The novel's title shares its second character with another one of the novels I read—邊城 Border Town. This generally does just mean "town," and the other character, 圍 wéi, generally means "to surround." So why are the two titles translated so differently? Because Qian's title is drawn from a Chinese rendering of a French proverb:
Le mariage est une forteresse assiégée, ceux qui sont dehors veulent y entrer, ceux qui sont dedans veulent en sortir.Roughly translated, that reads, "Marriage is a fortress besieged, which those on the outside want to enter, and those on the inside want to leave." And that should give you an idea of what the novel is about—but only a little. Marriage is only one of the themes touched upon in Fortress Besieged, and though it is in the end the dominant one, the first three-quarters of the novel are bursting with other motifs contending for the spotlight.
方鴻漸 Fāng Hóngjiàn is a Chinese-born itinerant international student, spending time at a fair number of schools, but never dedicating himself at any of them. The start of the novel, in pre-war 1937, finds him at last on his way back to China after his money has run out. He can hardly return home empty-handed, but with his money mostly spent, he is somewhat at a loss for what to do, until by chance he finds an ad for a correspondence school willing to furnish the necessary credentials—if not the actual education—for a nominal fee. As it happens, the school is no longer a going concern (even as a for-pay degree mill), the original advertiser having given up after failing to lure any suckers, but an American Irishman living in the same apartment sees an opportunity to make a fast buck. After a comical exchange in which Fang gets the better of the Irishman in a battle of wits over whose intentions are more insincere, Fang gets his papers and boards a ship for Shanghai.

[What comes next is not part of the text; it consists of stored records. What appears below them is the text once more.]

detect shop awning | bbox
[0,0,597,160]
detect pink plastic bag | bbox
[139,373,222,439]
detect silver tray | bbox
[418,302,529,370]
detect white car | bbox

It is one of the few triumphs for Fang, who spends most of the novel on one end (usually the butt end) of Qian's jokes, whether it's to do with Fang's hunt for a stable university position (on the strength, or lack thereof, of his faked credentials), his talking up of various women on the voyage home or afterward, competitions with other Chinese travellers over whose colloquial English is stronger, or his escape to China's interior from the wartime turmoil in Shanghai. Ultimately, his tenuous university position as lecturer is not renewed (partly on account of those credentials, partly because of Fang's naiveté), and after rushing into a faute-de-mieux sort of marriage with another lecturer, is forced to return to his hometown with his new bride. The last chapter is a dazzling depiction of the marriage's dramatic denouement.
The sole translation, executed by Nathan Mao and Jeanne Kelly in 1979—well, that depends on how you like your translations. This one is copiously researched and endnoted, much like Anthony Yu's translation of Journey to the West, but unlike Yu, Mao and Kelly must contend with a master modern stylist as well, and more often than not, they're simply not up to the task. There's rarely anything actually wrong with the translation, but Qian's supple prose is alternately rendered sensitively one moment, then woodenly the next. In my opinion, the uneven tenor of the translation doesn't allow the brilliance of the original to shine through entirely unobscured. (It's also the only one of the four whose translation is not available in digital format, though that didn't really affect my consideration of it.)
Still, the translation, and its annotations, permit one a rather detailed understanding of the cultural background to Qian's novel, and that's a not inconsiderable benefit, especially for those readers who, like me, didn't grow up in China. Some people find the incessant endnoting irritating, but not me. And the translation is essentially always at least competent, giving us a tantalizing hint of the author Qian might have been, if the cultural environment in China had allowed it.